The kid across the alley, on the other hand, had stacks of B&W mags. All those Marvel zombie and Exorcist-inspired stories, the science-fiction ones, the kung-fu ones. Every once in a while when we weren't playing with Hot Wheels cars or plastic army men, we'd have a reading session and out would come the financially forbidden magazines of doom and I'd give into the feelings of curiosity inspired by the invariably lurid cover paintings. I vaguely remember something about astronauts trying to land on Venus and ending up on the sun only to suffocate to death, a story of claustrophobic and apocalyptic despair that depressed me all afternoon.
The one that really scared me, though, was something called "Give Me Back My Brain!" The plot is your standard EC zombie comeuppance tale. I think it'ss about some jerky doctor type who removes another guy's brain for reasons I no longer remember. Why do these comic book characters do the things they do? Usually there's some sort of gain involved, romantic or financial. Maybe the doctor just had a thing for brains, a fetish. Maybe he saw a CAT scan and thought, "Wow, that is one hot brain. I gotta take it home and do things to it. Wild, erotic things!" Probably not. His motivation wasn't all that clear to me at the time, either. Just the horrible end result-- the dead man with his skull cap flopping open showing up at the doctor's mansion and demanding, "GIVE ME BACK MY BRAIN!"
That was the story's hook. The doctor is all, "Wait, dude, I ain't got your brain and even if I did, you're dead and got no use for it no more!" and the zombie is all, "GIVE ME BACK MY BRAIN!" There was a chase through the tastefully appointed rooms of the doctor's mansion and finally a scene where the zombie shambles back to his grave. Cut to the dead doctor, his own cranium opened and emptied of its brain.
Jumbo Size! For jumbo-sized crapitude! |
Today I started thinking about "Give Me Back My Brain!" again and decided to use my valuable work time doing a little research.
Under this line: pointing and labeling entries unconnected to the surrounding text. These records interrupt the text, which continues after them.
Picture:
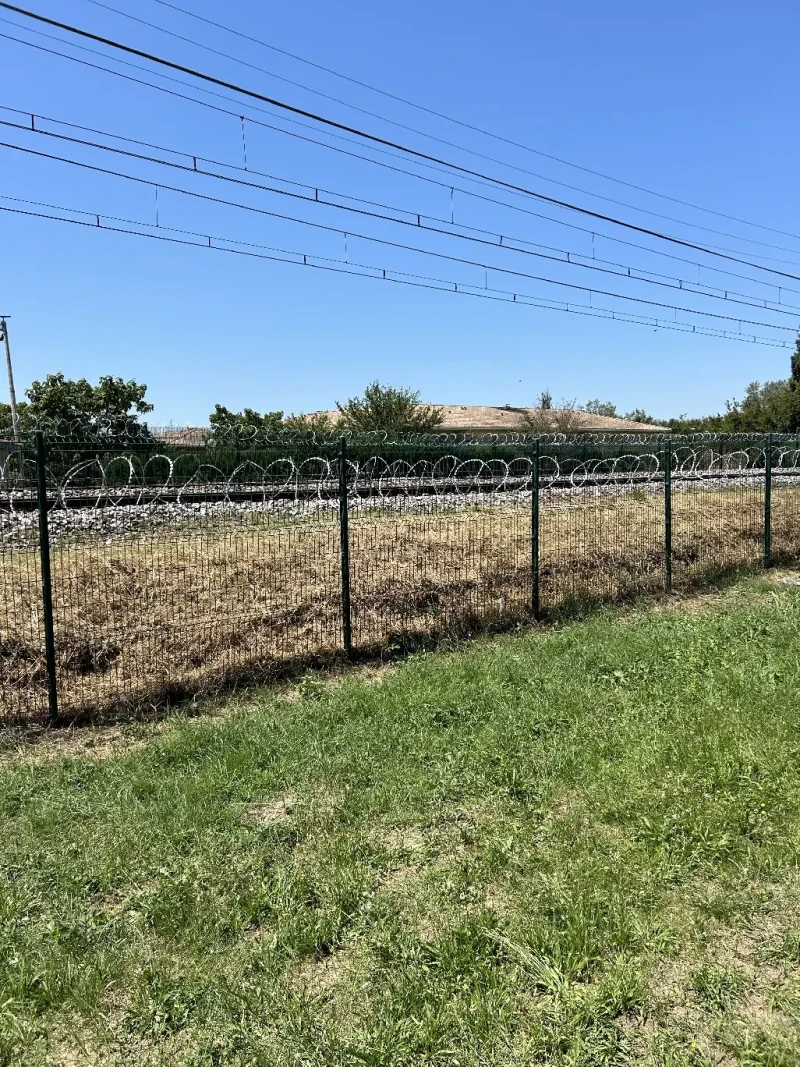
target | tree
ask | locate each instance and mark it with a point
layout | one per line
(251, 424)
(389, 409)
(244, 424)
(111, 407)
(601, 408)
(545, 418)
(640, 415)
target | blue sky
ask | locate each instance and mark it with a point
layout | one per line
(694, 100)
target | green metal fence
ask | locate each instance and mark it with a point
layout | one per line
(136, 573)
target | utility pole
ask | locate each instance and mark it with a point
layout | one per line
(12, 393)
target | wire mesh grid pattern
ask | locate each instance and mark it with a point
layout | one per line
(134, 575)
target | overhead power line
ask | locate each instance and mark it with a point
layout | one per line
(431, 137)
(416, 220)
(458, 122)
(372, 138)
(417, 281)
(398, 244)
(446, 185)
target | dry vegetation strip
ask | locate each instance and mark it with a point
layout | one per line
(178, 609)
(575, 847)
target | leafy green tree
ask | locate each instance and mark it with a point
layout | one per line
(601, 408)
(640, 415)
(113, 405)
(246, 423)
(251, 424)
(389, 409)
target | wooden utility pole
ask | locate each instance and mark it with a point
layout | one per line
(12, 393)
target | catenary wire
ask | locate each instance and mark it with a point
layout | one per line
(372, 138)
(394, 244)
(420, 282)
(377, 162)
(499, 241)
(431, 137)
(470, 126)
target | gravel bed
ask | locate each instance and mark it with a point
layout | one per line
(111, 522)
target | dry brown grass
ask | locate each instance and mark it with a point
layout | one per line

The story didn't appear in a Marvel magazine, which were relatively classy if not quite as visually compelling as anything from the prime years of Creepy or Eerie-- despite sharing a few name artists like Tom Sutton and Neal Adams. Instead it appeared in a cheap knock-off apparently called Classic Horror Tales, and it wasn't even an original. It was a re-write of an older story from Harvey's Chamber of Chills #6 (1952). Checking the info on GCD, almost all the stories in this mag are re-worked or re-printed from Chamber of Chills.
The cheapness extends to the cover. Pure ugly. Why bother to paint figures that will only be covered by copy and inset panels? It's a poorly planned composition, indifferently executed. I'd love to find a copy and see if the interior art measures up to my memories, but looking at this cover I have my doubts. This is one case where my hyperactive imagination must have done a number on my brain.
Give me back my brain, you stupid horror magazine!